Protein level of GLUT1 between HepG2 cells and HEK293T cells expressing GLUT1 and the localization of GLUT1-GFP fusion protein. A) Protein gel blot analysis of GLUT1 levels in HepG2 cells as compared to HEK293T cells expressing GLUT1. Microsomal membrane fractions were extracted and separated by SDS-PAGE (4–20% gradient gel). Actin levels were measured as a control. B) Localization of GLUT1-GFP in HEK293T cells. GLUT1-GFP fusion protein was expressed in HEK293T cells, and GFP-derived fluorescence was analyzed by confocal microscopy.

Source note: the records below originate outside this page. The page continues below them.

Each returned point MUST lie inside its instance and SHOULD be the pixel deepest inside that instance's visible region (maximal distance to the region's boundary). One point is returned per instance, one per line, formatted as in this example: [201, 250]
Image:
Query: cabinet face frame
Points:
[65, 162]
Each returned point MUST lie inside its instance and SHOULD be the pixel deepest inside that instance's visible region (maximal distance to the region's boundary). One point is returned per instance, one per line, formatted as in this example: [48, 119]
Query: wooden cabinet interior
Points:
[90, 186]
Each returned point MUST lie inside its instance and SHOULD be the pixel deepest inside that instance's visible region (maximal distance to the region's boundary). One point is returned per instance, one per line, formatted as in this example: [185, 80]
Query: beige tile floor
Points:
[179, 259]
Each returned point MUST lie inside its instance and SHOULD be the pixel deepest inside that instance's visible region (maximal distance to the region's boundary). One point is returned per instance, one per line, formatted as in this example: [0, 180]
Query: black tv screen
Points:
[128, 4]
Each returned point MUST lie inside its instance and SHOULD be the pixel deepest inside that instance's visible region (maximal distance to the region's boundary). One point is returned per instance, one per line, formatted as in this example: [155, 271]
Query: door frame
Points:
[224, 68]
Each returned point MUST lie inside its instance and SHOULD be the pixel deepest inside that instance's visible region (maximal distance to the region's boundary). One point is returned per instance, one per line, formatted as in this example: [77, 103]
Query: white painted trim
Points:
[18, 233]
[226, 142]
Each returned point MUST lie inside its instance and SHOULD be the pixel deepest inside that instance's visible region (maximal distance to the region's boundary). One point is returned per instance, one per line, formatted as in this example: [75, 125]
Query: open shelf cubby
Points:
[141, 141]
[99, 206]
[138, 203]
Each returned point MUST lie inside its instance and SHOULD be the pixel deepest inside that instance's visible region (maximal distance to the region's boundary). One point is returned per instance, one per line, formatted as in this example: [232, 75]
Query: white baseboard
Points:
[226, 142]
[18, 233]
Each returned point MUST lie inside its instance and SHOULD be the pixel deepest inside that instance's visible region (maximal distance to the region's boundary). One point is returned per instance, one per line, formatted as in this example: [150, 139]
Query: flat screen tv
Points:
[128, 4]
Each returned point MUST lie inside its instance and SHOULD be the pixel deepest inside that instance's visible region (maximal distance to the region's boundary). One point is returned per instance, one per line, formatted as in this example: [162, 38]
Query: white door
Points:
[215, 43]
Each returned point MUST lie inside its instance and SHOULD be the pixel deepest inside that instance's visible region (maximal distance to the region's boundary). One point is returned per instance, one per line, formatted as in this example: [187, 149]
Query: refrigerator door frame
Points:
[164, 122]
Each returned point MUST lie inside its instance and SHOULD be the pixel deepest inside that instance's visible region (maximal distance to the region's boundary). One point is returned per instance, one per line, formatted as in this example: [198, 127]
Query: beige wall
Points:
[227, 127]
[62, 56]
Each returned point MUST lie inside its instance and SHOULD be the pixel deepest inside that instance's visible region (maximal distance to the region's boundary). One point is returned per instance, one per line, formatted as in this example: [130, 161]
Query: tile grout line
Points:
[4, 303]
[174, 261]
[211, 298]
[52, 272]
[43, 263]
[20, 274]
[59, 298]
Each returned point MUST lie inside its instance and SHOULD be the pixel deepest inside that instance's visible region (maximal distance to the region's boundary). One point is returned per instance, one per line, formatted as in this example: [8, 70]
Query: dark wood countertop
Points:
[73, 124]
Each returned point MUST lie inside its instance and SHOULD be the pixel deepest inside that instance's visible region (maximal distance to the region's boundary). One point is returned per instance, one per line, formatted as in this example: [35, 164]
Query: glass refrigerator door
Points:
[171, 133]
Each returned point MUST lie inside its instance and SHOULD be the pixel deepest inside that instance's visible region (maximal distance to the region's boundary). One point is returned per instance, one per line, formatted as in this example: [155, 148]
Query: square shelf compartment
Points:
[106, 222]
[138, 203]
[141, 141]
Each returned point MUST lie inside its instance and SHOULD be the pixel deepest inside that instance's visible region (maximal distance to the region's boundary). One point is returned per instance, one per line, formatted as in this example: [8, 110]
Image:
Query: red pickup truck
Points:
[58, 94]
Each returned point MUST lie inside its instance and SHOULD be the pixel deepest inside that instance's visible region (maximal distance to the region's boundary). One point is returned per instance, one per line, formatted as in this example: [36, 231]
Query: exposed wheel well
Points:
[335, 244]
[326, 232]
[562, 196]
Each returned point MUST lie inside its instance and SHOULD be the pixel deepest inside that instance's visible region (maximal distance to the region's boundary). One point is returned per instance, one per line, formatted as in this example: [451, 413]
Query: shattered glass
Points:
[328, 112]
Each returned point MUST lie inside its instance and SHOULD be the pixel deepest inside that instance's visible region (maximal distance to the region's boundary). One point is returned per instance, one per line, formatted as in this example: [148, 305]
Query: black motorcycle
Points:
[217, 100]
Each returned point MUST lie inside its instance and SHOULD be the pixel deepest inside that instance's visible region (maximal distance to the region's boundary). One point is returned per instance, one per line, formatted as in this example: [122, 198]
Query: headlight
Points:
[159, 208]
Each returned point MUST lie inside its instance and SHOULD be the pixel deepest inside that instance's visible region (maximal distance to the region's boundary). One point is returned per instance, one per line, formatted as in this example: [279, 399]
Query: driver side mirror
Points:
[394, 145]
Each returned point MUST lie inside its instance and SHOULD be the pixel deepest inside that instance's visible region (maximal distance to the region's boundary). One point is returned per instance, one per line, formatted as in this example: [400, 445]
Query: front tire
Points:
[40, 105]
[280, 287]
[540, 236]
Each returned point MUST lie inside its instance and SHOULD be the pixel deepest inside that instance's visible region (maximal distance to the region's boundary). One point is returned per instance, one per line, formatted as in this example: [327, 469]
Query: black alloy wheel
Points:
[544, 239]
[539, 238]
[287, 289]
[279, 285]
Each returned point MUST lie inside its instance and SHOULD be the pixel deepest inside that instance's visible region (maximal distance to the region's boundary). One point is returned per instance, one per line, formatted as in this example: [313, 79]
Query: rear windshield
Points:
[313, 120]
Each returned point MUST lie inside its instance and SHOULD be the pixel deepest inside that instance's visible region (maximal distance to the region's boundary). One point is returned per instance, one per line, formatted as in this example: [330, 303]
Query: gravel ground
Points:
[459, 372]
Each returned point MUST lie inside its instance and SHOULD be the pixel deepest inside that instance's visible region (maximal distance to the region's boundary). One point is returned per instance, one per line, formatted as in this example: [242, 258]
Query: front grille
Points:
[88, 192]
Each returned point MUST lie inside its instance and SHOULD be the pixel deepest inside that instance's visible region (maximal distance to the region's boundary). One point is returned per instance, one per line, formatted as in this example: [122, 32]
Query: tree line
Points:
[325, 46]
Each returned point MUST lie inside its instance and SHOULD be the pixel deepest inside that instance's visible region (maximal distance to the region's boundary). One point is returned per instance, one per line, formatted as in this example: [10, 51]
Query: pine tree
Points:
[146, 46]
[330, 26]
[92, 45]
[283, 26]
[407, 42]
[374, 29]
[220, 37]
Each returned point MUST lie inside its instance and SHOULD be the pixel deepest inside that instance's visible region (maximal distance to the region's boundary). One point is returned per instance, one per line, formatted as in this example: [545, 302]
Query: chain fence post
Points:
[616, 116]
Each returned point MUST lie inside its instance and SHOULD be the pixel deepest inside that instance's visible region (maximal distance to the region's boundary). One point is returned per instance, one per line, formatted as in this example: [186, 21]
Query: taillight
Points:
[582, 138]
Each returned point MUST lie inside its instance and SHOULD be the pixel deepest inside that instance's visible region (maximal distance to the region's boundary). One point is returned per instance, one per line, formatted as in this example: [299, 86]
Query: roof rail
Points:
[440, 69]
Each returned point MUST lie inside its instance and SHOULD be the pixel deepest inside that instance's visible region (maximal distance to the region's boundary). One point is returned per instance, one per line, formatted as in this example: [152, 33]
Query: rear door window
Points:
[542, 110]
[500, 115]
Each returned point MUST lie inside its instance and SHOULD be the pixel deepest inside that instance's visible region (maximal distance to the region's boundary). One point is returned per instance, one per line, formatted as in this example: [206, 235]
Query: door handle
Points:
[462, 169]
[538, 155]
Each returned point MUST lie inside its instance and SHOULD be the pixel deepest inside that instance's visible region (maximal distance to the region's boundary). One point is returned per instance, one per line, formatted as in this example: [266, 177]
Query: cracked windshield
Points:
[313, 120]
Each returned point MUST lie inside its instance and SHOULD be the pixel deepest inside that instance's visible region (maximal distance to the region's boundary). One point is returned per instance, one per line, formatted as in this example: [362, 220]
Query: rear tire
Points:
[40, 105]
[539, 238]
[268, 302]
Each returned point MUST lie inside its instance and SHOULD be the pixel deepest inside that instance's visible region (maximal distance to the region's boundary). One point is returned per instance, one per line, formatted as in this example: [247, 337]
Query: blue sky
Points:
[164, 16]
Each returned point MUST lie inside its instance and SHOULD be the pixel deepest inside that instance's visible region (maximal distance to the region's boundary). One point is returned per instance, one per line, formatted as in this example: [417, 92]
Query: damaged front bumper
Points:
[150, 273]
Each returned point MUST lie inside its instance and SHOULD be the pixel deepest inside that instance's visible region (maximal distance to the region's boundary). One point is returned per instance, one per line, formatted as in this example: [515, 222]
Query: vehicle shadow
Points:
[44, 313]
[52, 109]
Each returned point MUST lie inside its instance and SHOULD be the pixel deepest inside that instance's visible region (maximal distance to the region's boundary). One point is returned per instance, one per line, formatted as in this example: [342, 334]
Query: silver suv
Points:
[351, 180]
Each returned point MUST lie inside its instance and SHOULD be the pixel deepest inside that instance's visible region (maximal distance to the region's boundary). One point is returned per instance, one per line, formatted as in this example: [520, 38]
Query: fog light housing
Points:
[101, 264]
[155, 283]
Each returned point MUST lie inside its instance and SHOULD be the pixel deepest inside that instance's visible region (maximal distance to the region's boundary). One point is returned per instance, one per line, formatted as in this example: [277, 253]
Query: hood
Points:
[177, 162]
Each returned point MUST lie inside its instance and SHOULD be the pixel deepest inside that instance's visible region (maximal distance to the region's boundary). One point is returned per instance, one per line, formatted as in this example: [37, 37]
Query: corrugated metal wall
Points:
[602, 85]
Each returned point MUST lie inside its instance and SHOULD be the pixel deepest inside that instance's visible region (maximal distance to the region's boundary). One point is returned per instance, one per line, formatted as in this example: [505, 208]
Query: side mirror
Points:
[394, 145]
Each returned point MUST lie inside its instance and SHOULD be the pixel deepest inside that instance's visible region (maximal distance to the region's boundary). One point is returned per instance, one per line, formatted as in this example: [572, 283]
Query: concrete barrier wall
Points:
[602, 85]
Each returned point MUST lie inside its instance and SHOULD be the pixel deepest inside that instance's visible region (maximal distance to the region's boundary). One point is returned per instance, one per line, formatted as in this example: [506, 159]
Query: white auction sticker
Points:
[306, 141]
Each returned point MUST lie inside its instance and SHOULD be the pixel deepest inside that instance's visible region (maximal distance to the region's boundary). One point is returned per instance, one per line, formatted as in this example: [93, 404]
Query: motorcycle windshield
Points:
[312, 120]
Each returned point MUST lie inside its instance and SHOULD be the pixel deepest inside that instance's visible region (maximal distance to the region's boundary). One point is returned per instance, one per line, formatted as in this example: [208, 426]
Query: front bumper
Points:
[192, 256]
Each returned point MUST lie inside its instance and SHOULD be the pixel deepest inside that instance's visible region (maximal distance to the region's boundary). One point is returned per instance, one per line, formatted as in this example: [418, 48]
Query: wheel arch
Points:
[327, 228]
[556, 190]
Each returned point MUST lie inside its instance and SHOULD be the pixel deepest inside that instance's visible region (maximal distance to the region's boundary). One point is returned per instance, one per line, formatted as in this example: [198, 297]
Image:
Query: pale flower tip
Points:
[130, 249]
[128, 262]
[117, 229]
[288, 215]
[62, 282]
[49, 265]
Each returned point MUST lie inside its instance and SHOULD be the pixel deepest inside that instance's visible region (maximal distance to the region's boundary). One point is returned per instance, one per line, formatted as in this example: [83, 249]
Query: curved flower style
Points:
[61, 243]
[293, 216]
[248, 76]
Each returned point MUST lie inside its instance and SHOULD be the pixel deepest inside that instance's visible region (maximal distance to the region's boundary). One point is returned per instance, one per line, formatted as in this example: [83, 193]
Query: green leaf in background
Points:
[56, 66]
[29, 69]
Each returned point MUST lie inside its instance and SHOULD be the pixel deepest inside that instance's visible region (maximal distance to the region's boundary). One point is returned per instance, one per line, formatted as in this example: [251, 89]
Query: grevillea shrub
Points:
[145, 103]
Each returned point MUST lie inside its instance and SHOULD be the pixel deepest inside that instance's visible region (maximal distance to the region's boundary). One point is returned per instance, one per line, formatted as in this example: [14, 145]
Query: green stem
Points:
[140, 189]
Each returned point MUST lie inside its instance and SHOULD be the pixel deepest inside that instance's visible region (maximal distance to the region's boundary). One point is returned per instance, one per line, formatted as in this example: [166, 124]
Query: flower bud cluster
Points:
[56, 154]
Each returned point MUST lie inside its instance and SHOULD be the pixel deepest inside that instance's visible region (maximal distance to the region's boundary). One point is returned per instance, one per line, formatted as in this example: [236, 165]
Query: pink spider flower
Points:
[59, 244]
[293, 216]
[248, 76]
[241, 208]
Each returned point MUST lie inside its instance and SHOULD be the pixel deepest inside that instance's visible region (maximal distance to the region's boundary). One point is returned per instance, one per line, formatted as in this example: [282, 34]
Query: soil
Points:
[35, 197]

Z sections (71 images, 10.3 μm) are marked as sections z₁ and z₂. Scale bar = 5 μm (41.5 pixels).

Figure 5.

A) FRET analysis of glucose flux using FLIPglu-600μΔ13V in the cytosol or ER of HEK293T cells expressing SGLT1. B) Relationship dependence between extracellular concentration and cytosolic concentration, analyzed as in Fig. 1B. Glucose dynamics were measured in the cytosol (black trace) or ER (red trace) in HEK293T cells coexpressing SGLT1 with FLIPglu-600μΔ13V. FRET images were acquired, and data were analyzed as in Fig. 1. Data are means ± sd (n=25–30).